3.  Focus on your own experiences. You don’t need to make your movies autobiographical—most people don’t feel that comfortable with having their real lives splashed up on the screen. But use locations and people familiar to you, giving a made-up story a realistic edge. Or you can use a single moment you experienced and reinvent it somewhere else. Luke Skywalker—stuck in a nowhere town on Tatooine and yearning to travel fast and far—is arguably his creator George Lucas returning to his own small-town youth and love of fast cars. This grain of truth makes it something we can all relate to.
 
4.  Don’t think about the outcome.

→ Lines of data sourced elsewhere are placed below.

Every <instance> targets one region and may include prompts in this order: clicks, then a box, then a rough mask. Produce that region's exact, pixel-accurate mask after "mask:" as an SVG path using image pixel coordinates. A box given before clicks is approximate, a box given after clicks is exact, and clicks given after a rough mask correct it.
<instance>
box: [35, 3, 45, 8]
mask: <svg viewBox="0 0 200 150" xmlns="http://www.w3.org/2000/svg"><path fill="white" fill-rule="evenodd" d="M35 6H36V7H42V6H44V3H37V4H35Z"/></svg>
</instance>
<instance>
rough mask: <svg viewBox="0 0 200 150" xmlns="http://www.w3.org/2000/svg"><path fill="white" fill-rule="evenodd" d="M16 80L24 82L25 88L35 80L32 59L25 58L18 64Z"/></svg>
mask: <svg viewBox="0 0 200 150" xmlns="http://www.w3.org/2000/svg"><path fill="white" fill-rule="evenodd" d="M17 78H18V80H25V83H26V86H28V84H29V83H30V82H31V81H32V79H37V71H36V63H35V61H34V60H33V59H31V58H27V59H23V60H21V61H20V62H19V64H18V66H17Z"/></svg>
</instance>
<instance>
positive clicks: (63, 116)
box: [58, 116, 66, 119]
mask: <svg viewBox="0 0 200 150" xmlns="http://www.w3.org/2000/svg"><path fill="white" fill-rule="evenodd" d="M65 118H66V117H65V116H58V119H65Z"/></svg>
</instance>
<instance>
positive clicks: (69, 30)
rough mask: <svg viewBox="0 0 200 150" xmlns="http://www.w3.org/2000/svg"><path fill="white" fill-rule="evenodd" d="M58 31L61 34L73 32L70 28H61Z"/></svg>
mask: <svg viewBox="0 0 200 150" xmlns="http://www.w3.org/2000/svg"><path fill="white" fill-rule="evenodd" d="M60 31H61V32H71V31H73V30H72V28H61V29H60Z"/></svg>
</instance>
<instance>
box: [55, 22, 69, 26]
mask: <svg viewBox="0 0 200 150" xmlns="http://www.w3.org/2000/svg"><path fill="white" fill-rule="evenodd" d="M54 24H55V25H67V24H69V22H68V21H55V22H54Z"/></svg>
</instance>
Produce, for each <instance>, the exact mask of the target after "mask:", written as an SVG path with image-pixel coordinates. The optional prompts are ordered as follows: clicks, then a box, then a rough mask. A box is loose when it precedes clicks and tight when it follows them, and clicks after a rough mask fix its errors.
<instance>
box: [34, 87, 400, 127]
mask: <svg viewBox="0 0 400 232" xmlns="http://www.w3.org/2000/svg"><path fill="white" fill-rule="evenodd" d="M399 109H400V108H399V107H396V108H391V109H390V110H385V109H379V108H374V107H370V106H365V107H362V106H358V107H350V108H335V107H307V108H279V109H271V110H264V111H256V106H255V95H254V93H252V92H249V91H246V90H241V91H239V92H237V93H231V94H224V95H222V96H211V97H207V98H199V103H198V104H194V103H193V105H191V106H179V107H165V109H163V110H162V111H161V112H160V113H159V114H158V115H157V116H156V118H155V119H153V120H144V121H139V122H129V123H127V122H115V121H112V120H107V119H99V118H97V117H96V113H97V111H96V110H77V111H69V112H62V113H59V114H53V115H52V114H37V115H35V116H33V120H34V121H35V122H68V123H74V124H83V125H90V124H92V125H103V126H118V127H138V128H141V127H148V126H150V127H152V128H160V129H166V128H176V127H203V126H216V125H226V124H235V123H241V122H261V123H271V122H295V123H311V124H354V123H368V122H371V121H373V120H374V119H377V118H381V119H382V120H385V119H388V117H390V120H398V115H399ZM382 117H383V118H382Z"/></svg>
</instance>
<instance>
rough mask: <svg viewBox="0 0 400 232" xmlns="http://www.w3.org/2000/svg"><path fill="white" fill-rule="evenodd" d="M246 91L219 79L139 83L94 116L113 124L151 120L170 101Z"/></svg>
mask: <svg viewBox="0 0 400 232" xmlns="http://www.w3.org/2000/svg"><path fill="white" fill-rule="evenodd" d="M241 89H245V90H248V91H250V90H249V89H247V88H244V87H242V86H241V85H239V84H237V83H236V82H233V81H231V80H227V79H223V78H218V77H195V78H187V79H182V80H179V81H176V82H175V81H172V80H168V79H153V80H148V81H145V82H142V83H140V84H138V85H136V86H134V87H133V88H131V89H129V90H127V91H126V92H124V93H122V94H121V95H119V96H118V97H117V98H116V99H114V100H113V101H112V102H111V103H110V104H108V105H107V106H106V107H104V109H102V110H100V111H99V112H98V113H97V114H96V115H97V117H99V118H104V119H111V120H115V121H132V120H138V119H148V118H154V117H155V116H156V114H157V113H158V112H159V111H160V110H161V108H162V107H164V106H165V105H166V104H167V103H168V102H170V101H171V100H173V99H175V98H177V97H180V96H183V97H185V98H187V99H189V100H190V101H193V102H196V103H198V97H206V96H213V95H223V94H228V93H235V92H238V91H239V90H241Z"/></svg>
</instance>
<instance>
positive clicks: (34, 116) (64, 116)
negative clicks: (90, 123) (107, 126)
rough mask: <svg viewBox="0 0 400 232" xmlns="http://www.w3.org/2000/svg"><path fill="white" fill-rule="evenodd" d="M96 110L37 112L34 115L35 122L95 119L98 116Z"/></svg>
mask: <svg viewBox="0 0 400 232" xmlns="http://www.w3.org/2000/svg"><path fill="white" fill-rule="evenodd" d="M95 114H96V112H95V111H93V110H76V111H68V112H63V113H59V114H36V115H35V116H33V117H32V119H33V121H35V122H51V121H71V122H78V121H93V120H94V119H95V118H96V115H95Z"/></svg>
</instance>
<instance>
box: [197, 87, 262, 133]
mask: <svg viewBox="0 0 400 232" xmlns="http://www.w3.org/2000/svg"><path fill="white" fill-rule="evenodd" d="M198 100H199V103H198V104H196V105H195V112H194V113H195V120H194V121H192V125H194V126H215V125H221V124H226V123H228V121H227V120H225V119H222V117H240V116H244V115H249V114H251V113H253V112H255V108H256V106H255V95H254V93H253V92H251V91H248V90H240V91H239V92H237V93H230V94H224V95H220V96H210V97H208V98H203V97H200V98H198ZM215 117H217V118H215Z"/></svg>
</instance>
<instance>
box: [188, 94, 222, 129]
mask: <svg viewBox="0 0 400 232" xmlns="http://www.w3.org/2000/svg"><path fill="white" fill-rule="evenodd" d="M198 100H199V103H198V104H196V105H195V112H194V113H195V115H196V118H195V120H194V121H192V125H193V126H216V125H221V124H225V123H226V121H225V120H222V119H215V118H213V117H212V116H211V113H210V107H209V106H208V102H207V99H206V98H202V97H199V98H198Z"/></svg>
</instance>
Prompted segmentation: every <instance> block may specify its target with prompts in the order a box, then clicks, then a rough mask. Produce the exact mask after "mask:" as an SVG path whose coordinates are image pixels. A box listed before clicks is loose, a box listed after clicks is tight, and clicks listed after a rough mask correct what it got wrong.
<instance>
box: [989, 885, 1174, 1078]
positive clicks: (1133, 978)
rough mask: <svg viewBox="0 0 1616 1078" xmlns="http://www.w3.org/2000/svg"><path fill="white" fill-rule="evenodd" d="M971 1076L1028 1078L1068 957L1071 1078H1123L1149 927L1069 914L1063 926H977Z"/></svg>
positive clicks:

One sure way to stay true to yourself is to focus on the day-to-day process of making your movie, rather than how it’s all going to look when it’s done. Keep your thoughts on the here and now, looking at how to deal with each small hurdle each day.
 
5.  Mix and sample. Take a look at what is in the news, or ask other people what they are hung up about, what scares them right now. A good way to take your ideas further while still being yourself is to use small parts of your own experiences and mix them with bigger, wider ones—those which make up the zeitgeist. Can you merge these ideas with what you have gone through? Or mix them with genre movies? The results could be interesting—as in George Romero’s Dawn of the Dead, which mixes zombies with Romero’s own feelings about consumerism. Or apply your own experiences to a completely different setting—such as Blue Velvet, where a coming-of-age movie gets transplanted into a surreal nightmare setting.
 
6.  Next up, look at the techniques you use to make movies. Technique means the way you shoot, edit, light, and all the rest, and it’s where most filmmakers tend to fall over in their desire to copy other filmmakers. The techniques you use should only arise from your main theme. Everything can come from that first germ of an idea. Play around with every different way of doing things until you know you find the one that’s right for you.
 
7.  Next, pitch it to a few people and get reactions. You might find that on each telling the story gets refined and sharpened. The bits that are not important to you get left out and you focus on the essentials.
 
8.  It’s fine to get feedback about your movie. It won’t be so weak that any contact with the outside world destroys it. If it feels too vulnerable to people’s comments then it needs to return to paper and get mapped out some more. Listen to what people say about your movie, write down their comments, and then later settle on which ones you like and don’t like.
 
9.  Next, work with actors to improvise the script and add more ideas as you work with it.